Much of the pre-match chatter had surrounded England being forced into changes since their spring Grand Slam and summer series win in Australia. But the spate of injuries also allowed the recalled Wasps lock Joe Launchbury to be a star performer, not just for his incessant carries but also his superb linking play and reading of space.

An initial flurry of penalties earned England’s captain Dylan Hartley a ticking-off from referee Jerome Garces. And with Pat Lambie also picking off a scuffed dropped goal, South Africa led 9-7 at the end of the opening quarter.

May dives to score England's first try at Twickenham (Getty)

However, the England score in that period showed the attacking threat they possessed, and there was a warm, contented buzz from an appreciative home crowd in its aftermath.

It was a try made on the fields of Teddington, Brighton, the Algarve and Bagshot – England’s various training bases this season – with a liberal touch of head coach Eddie Jones’s Australian background about it.

Courtney Lawes tapped a line-out off the top and Billy Vunipola rumbled the ball into midfield where Owen Farrell and Elliot Daly acted as decoys, and Marland Yarde came from the right wing to make an extra man alongside full-back Mike Brown whose final pass sent May sprinting over at the left corner.

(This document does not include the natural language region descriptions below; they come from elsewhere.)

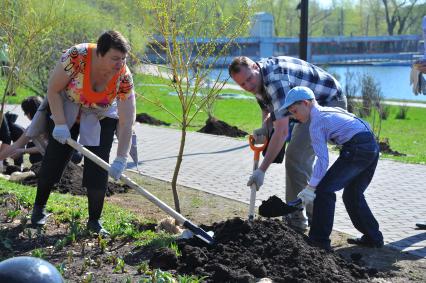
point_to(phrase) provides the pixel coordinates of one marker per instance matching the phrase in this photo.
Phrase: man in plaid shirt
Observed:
(270, 80)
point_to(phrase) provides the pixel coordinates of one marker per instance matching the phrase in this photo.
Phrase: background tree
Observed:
(190, 44)
(24, 26)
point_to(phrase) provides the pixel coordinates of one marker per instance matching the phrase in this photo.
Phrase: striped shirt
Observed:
(329, 124)
(280, 74)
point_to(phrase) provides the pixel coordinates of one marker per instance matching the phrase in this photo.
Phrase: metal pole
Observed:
(303, 38)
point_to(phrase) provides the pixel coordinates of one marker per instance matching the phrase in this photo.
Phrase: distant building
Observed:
(263, 25)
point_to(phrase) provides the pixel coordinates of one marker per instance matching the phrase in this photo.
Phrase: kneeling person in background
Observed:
(353, 170)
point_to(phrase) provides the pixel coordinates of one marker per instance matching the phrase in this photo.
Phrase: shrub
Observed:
(402, 113)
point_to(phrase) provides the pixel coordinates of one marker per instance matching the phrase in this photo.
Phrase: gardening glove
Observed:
(417, 81)
(260, 135)
(61, 133)
(307, 195)
(117, 167)
(256, 178)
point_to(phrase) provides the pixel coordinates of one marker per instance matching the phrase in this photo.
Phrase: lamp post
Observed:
(303, 37)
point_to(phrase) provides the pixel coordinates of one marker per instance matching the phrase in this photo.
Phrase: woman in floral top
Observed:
(90, 93)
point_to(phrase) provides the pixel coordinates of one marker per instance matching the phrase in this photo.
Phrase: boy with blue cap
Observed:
(353, 170)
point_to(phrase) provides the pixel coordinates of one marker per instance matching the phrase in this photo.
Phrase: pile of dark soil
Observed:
(217, 127)
(71, 181)
(147, 119)
(267, 248)
(274, 206)
(385, 148)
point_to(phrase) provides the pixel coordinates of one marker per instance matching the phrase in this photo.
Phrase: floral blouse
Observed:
(77, 63)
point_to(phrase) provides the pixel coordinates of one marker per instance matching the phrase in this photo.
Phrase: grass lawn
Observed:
(406, 136)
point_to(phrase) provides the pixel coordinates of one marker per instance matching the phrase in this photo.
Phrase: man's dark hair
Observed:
(112, 39)
(237, 63)
(30, 105)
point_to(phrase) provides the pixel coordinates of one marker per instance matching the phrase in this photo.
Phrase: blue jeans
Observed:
(353, 171)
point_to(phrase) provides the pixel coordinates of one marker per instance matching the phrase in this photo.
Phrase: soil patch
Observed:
(147, 119)
(274, 206)
(266, 248)
(221, 128)
(71, 181)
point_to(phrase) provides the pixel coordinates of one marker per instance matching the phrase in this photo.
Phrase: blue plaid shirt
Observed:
(280, 74)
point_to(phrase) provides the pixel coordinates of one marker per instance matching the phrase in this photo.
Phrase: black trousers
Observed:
(95, 178)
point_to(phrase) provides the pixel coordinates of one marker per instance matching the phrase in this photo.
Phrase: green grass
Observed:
(242, 113)
(406, 136)
(73, 210)
(21, 93)
(66, 208)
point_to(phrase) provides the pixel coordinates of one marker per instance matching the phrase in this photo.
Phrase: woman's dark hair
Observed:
(30, 105)
(112, 39)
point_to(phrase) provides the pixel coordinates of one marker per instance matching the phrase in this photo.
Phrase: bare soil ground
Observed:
(243, 253)
(221, 128)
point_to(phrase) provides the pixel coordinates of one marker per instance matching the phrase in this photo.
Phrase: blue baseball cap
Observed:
(296, 94)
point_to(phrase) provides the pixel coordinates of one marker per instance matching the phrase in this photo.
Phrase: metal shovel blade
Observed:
(274, 207)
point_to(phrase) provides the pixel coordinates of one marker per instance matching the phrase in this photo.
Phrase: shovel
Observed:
(257, 149)
(197, 231)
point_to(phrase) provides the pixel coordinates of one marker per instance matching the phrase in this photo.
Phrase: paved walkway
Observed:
(222, 165)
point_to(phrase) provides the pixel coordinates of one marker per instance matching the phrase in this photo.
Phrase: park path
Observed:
(222, 165)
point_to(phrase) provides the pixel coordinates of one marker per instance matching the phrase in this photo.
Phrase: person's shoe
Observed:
(39, 215)
(297, 221)
(364, 242)
(95, 226)
(421, 225)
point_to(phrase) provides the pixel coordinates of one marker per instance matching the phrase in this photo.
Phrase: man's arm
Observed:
(57, 82)
(276, 142)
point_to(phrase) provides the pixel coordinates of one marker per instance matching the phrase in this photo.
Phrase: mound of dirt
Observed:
(221, 128)
(71, 181)
(267, 248)
(274, 206)
(147, 119)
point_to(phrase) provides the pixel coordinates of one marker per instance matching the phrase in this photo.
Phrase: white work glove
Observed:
(260, 135)
(307, 195)
(61, 133)
(117, 167)
(256, 178)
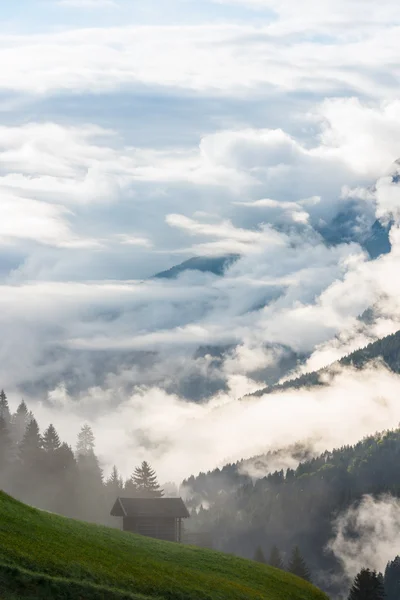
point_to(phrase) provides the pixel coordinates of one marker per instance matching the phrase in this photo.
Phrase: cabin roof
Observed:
(150, 507)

It was May’s seventh try for England – all of them at Twickenham – in the Gloucester flyer’s first Test of the year after a serious knee injury and Farrell made an excellent conversion.

Goosen pulled one five points back for the visitors during the second half (Getty)

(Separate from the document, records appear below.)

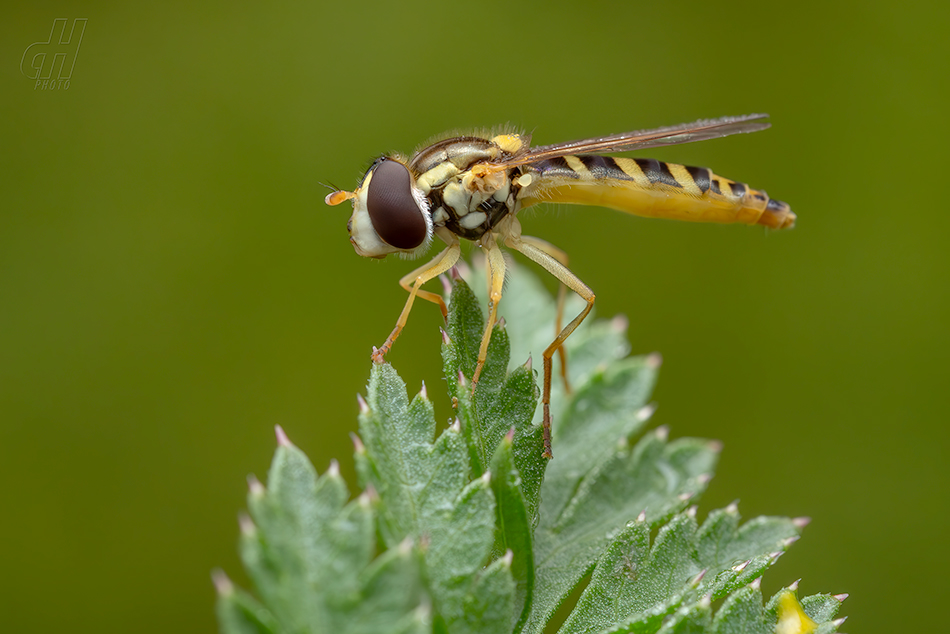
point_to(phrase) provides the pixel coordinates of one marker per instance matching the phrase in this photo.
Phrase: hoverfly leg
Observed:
(531, 248)
(495, 265)
(411, 282)
(561, 256)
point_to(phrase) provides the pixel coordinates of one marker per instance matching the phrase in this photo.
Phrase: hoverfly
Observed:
(473, 187)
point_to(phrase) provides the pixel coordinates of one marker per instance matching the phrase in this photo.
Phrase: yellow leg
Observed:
(407, 280)
(442, 263)
(561, 272)
(496, 280)
(560, 256)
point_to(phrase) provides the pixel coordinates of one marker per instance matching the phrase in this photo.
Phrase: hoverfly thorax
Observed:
(390, 213)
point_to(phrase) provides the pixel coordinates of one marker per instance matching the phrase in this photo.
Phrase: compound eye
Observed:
(395, 214)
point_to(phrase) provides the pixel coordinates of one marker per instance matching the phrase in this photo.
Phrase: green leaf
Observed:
(310, 555)
(425, 493)
(502, 400)
(477, 533)
(513, 525)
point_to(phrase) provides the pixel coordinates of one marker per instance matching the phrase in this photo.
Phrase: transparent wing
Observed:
(672, 135)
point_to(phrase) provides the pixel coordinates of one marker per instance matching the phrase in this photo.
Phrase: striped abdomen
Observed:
(651, 188)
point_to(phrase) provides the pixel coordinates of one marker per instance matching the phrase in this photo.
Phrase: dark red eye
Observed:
(394, 212)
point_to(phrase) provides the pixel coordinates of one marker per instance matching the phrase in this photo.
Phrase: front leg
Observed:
(495, 261)
(442, 263)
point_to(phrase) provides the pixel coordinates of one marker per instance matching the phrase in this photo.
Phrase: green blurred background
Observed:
(171, 284)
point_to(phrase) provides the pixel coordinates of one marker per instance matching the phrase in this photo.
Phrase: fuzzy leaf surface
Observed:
(310, 555)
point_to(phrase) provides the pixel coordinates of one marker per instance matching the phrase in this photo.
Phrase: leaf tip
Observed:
(222, 584)
(620, 323)
(372, 497)
(246, 525)
(801, 522)
(645, 412)
(282, 438)
(694, 582)
(254, 486)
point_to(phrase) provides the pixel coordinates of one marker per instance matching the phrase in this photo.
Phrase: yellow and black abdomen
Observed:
(651, 188)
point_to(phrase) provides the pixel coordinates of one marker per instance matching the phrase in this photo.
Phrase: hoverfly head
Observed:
(390, 214)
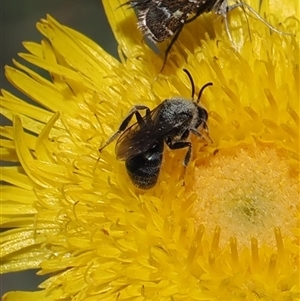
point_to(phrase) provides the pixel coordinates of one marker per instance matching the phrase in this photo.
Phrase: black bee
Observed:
(160, 20)
(141, 145)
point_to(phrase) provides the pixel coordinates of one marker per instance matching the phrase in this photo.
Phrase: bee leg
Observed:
(205, 135)
(134, 111)
(178, 145)
(169, 47)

South Africa suffered a big blow when they lost their experienced second row Eben Etzebeth to concussion, and Farrell’s easy penalty for a scrum collapse nudged England ahead in the 33rd minute.

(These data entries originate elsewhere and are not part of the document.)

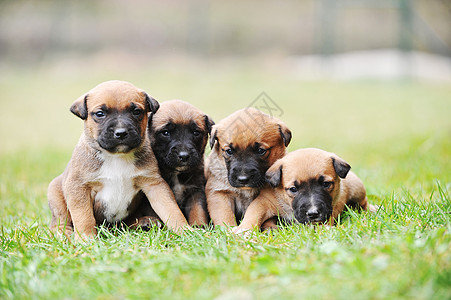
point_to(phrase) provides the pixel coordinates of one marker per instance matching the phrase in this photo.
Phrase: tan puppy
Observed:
(310, 186)
(179, 133)
(112, 168)
(245, 145)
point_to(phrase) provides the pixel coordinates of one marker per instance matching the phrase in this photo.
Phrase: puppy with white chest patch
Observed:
(179, 133)
(309, 186)
(112, 169)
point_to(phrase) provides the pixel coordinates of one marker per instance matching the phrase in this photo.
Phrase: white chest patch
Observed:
(178, 189)
(116, 175)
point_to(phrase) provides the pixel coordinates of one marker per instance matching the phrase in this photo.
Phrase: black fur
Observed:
(179, 150)
(119, 131)
(246, 167)
(312, 202)
(80, 108)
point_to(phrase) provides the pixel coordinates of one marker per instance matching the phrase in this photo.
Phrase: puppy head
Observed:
(115, 115)
(309, 180)
(179, 134)
(249, 141)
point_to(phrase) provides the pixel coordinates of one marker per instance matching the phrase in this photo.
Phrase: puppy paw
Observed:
(146, 223)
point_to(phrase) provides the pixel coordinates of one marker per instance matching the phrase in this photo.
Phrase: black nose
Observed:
(243, 179)
(313, 213)
(183, 156)
(120, 133)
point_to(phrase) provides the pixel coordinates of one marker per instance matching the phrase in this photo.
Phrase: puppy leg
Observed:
(163, 203)
(81, 209)
(197, 216)
(336, 211)
(220, 207)
(144, 217)
(61, 219)
(260, 210)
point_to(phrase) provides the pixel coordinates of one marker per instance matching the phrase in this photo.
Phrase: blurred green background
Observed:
(369, 80)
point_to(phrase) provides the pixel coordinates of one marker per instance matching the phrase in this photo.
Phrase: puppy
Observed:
(112, 169)
(245, 145)
(179, 133)
(310, 186)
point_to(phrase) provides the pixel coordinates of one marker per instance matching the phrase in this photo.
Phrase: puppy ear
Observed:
(274, 174)
(213, 137)
(285, 133)
(208, 123)
(152, 104)
(341, 167)
(80, 108)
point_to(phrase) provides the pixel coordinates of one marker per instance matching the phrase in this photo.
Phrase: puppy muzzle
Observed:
(119, 138)
(308, 211)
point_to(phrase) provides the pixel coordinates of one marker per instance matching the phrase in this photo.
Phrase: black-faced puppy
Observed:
(112, 169)
(179, 133)
(245, 145)
(309, 186)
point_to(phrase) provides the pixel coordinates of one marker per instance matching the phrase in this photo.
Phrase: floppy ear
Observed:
(285, 133)
(152, 104)
(208, 123)
(274, 174)
(341, 167)
(80, 108)
(213, 137)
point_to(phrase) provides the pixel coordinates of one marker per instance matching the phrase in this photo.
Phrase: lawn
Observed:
(396, 136)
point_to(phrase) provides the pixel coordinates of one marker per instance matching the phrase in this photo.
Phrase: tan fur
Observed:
(301, 166)
(241, 129)
(71, 195)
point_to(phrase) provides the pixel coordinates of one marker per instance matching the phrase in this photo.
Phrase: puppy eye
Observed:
(327, 184)
(293, 189)
(137, 112)
(261, 151)
(99, 114)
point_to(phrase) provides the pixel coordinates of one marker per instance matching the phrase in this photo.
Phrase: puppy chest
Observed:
(117, 188)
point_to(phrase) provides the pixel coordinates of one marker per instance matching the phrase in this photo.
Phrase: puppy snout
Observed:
(183, 156)
(243, 179)
(120, 133)
(313, 213)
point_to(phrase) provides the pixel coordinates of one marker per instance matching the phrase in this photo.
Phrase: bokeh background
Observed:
(369, 80)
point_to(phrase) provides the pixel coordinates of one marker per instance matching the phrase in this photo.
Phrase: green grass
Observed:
(396, 135)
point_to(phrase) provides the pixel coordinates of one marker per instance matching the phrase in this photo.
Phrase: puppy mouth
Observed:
(116, 147)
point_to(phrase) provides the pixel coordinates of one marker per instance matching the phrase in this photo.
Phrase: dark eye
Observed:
(327, 184)
(261, 151)
(293, 189)
(137, 112)
(100, 114)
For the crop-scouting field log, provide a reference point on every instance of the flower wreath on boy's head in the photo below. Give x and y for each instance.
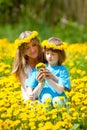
(19, 42)
(48, 45)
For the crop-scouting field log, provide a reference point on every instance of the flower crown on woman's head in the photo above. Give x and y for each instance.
(19, 42)
(48, 45)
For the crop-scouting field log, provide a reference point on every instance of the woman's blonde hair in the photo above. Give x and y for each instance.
(21, 60)
(61, 53)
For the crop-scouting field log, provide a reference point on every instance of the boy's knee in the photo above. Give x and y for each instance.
(45, 97)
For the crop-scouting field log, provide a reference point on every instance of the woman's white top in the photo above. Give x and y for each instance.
(28, 71)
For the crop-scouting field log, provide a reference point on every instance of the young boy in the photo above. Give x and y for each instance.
(51, 88)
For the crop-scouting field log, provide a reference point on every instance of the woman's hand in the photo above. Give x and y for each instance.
(46, 74)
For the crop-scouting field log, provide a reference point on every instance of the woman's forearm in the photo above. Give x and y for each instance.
(37, 89)
(56, 86)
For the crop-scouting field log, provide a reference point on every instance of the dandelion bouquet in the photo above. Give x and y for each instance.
(39, 87)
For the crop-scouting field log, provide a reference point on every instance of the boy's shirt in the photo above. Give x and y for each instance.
(63, 79)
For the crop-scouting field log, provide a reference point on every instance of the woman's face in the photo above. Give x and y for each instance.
(32, 49)
(52, 58)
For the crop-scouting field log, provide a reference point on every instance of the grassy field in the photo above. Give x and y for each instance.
(71, 32)
(15, 114)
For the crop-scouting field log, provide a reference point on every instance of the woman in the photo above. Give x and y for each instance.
(28, 54)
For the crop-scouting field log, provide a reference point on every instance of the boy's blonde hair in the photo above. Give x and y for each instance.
(61, 52)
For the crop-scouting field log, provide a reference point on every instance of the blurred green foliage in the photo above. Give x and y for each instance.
(71, 32)
(48, 17)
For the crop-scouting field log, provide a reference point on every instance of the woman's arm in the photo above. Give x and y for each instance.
(45, 73)
(38, 88)
(59, 88)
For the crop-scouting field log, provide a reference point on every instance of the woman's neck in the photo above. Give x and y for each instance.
(32, 62)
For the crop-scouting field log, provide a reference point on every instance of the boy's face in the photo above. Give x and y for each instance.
(52, 57)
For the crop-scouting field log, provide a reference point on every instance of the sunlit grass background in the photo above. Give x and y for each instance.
(15, 114)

Lawes might not have started for England if George Kruis and Maro Itoje had been fit, but the Northampton lock led the team out to mark his 50th cap, and he had a try to go with it shortly before half-time, although it needed some sharp-eyed perusal of replays by the officials.

Daly turned the South Africans with a hoisted kick on the run, and May harried Ruan Combrinck into a fumble in retreat. Daly’s harrying helped too, as Brown arrived to hack on, and replays showed Lambie’s hand preventing the Harlequin’s attempted gather. Lawes pounced on the loose ball and Farrell’s conversion had England 17-9 up.

And England led 20-9 at half-time after a 51-metre penalty goal from debutant Daly – a potentially nervy moment for the 24-year-old Wasp making his first Test start but he is renowned for his long-range kicking and, with a sweet swipe of the left boot, the ball sailed over with metres to spare.

Farrell celebrates with Ford and Yarde after going over for England's fourth try (AFP)

Three minutes into the second half, England had this first match of their four this autumn, with Fiji, Argentina and Australia to come on the next three Saturdays, wrapped up as Youngs sashayed into a yawning gap, and chose Ford on his inside to enjoy the finish, when Brown was equally well placed outside.

Farrell converted and added a penalty for 30-9 but if the simplicity of the Ford try hinted at South Africa fading, they regrouped for a thrilling try (and forget the home supporters’ moans at a forward pass from Francois Venter) as replacement fly-half Johan Goosen rounded off a raid from the Boks’ half begun by a goose-stepping Damian de Allende.

Another Youngs snipe made a try scored and converted by Farrell, and if South Africa’s last-ditch second try-scorer Willie le Roux had given Wasps fans a hint of the class he will bring when he joins the Coventry club next February, the great bulk of buoyant feelings were with England.


England: M Brown; M Yarde, E Daly, O Farrell, J May (J Joseph 63); G Ford (B Te’o 71), B Youngs (D Care 68); M Vunipola (J Marler 63), D Hartley (capt; J George 56), D Cole (K Sinckler 72), J Launchbury, C Lawes, C Robshaw, T Wood (N Hughes 54), B Vunipola (D Attwood 71).

Tries: May, Lawes, Ford, Farrell; Conversions: Farrell 4; Penalties: Farrell 2, Daly.

South Africa: W le Roux; R Combrinck, F Venter, D de Allende, JP Pietersen (L Mapoe 77); P Lambie (J Goosen 54), R Paige (F de Klerk 63); T Mtawarira (S Kitshoff 56), A Strauss (capt; B Mbonambi 71), V Koch (L Adriaanse 56), E Etzebeth (F Mostert 31), L de Jager (N Carr 68), P-S du Toit, W Alberts, W Whiteley.

Tries: Goosen, Le Roux; Conversion: Combrinck; Penalties: Lambie 2; Drop goal: Lambie.